Percutaneous coronary intervention (pci) after successful reestablishment of spontaneous circulation and during cardiopulmonary resuscitation

Marko Noc, Bjorn Bendz, Karl B Kern

Research output: Chapter in Book/Report/Conference proceedingChapter

2 Citations (Scopus)

Abstract

Introduction: Coronary artery disease represents the most important cause of out-of-hospital cardiac arrest. Immediate coronary angiography in patients after reestablishment of spontaneous circulation demonstrated angiographic evidence of coronary artery disease in 80% of patients, with the majority (90%) having significant obstructive stenoses of one or more coronary arteries. Experimental animal models have shown that coronary obstructions have a profound effect on the utility of cardiopulmonary resuscitation to perfuse the myocardium during cardiac arrest.
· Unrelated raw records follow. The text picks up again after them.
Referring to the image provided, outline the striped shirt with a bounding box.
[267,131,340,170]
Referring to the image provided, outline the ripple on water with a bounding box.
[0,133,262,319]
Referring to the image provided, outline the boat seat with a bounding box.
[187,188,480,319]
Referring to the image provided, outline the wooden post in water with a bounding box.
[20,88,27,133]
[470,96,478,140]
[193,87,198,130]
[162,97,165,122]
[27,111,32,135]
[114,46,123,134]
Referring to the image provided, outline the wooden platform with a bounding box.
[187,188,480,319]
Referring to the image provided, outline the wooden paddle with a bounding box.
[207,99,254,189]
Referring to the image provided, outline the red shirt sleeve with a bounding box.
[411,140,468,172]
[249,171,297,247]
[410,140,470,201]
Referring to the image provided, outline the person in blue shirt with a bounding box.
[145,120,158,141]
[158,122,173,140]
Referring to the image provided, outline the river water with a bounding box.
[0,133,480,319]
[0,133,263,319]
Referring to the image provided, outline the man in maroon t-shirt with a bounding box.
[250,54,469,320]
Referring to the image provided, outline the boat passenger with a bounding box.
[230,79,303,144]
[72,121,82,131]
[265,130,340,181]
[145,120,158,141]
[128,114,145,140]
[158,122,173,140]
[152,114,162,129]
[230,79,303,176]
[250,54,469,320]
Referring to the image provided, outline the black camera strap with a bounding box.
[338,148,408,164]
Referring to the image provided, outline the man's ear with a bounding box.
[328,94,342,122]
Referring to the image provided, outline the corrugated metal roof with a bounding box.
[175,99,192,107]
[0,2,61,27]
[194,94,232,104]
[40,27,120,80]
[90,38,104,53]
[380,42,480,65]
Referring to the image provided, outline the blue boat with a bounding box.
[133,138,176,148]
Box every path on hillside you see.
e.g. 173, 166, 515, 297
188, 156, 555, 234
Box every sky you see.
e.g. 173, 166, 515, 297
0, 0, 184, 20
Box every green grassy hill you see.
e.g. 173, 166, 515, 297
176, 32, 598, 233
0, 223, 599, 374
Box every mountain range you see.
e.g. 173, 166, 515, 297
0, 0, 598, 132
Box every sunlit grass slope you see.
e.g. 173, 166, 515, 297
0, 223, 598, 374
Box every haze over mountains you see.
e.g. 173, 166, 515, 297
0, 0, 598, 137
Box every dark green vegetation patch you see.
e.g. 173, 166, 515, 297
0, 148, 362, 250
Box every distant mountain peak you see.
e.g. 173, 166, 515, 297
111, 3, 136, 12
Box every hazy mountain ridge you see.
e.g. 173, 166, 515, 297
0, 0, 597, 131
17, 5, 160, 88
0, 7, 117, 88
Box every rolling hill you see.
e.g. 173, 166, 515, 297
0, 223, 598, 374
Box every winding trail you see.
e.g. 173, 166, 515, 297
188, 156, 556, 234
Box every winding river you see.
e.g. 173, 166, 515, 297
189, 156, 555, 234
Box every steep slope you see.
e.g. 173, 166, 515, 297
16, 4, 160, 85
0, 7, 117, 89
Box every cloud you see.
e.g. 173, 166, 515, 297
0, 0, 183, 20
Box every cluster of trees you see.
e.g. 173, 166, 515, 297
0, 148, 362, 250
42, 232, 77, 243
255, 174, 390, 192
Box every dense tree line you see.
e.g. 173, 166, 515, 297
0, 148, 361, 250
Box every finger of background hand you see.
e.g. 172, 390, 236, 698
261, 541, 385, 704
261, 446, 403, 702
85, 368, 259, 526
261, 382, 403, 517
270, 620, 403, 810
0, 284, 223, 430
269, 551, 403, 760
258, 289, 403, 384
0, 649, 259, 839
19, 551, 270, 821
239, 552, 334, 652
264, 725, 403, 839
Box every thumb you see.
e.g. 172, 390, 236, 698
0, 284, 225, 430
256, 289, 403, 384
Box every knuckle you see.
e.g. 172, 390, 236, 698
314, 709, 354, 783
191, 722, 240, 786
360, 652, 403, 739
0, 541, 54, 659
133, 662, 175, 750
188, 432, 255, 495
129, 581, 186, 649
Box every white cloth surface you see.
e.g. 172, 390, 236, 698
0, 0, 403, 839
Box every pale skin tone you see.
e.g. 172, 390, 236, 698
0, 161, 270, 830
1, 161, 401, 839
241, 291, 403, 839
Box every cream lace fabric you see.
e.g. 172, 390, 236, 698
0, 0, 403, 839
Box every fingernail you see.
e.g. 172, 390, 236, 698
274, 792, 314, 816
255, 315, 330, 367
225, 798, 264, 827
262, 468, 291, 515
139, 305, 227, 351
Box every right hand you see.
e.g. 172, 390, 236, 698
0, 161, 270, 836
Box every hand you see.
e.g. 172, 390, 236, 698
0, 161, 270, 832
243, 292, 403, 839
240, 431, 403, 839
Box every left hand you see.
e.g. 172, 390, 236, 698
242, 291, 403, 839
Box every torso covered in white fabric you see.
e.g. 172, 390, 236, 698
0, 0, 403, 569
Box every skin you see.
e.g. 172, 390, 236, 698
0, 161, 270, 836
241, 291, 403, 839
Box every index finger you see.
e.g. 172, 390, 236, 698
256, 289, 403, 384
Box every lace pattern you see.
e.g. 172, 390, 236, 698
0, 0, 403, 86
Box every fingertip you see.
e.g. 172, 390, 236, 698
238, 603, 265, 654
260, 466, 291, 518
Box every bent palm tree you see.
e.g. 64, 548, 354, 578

We found that coronary diameter stenoses as little as 33% decreased distal perfusion by more than half (see Chapter 18 for more details). Postmortem examinations of sudden cardiac death victims indicate that unstable plaque with associated coronary thrombosis may be documented in more than 80% of the cases. Accordingly, acute coronary thrombotic events leading to critical narrowing or complete coronary obstruction and possibly distal microembolization may be a main trigger of sudden arrhythmic cardiac arrest. Current strategy for management of acute coronary syndromes: Acute coronary syndrome (ACS), based on 12-lead electrocardiogram, is traditionally divided into evolving ST segment elevation acute myocardial infarction (STEMI) and unstable angina/non-ST elevation myocardial infarction (UA/NSTEMI) (Fig. 42.1). More than 90% of the patients with STEMI have a complete thrombotic occlusion of the epicardial part of one of the coronary arteries without adequate collateral flow to the distal part of the affected artery. The mechanisms of coronary obstruction in patients with UA/NSTEMI are more heterogeneous.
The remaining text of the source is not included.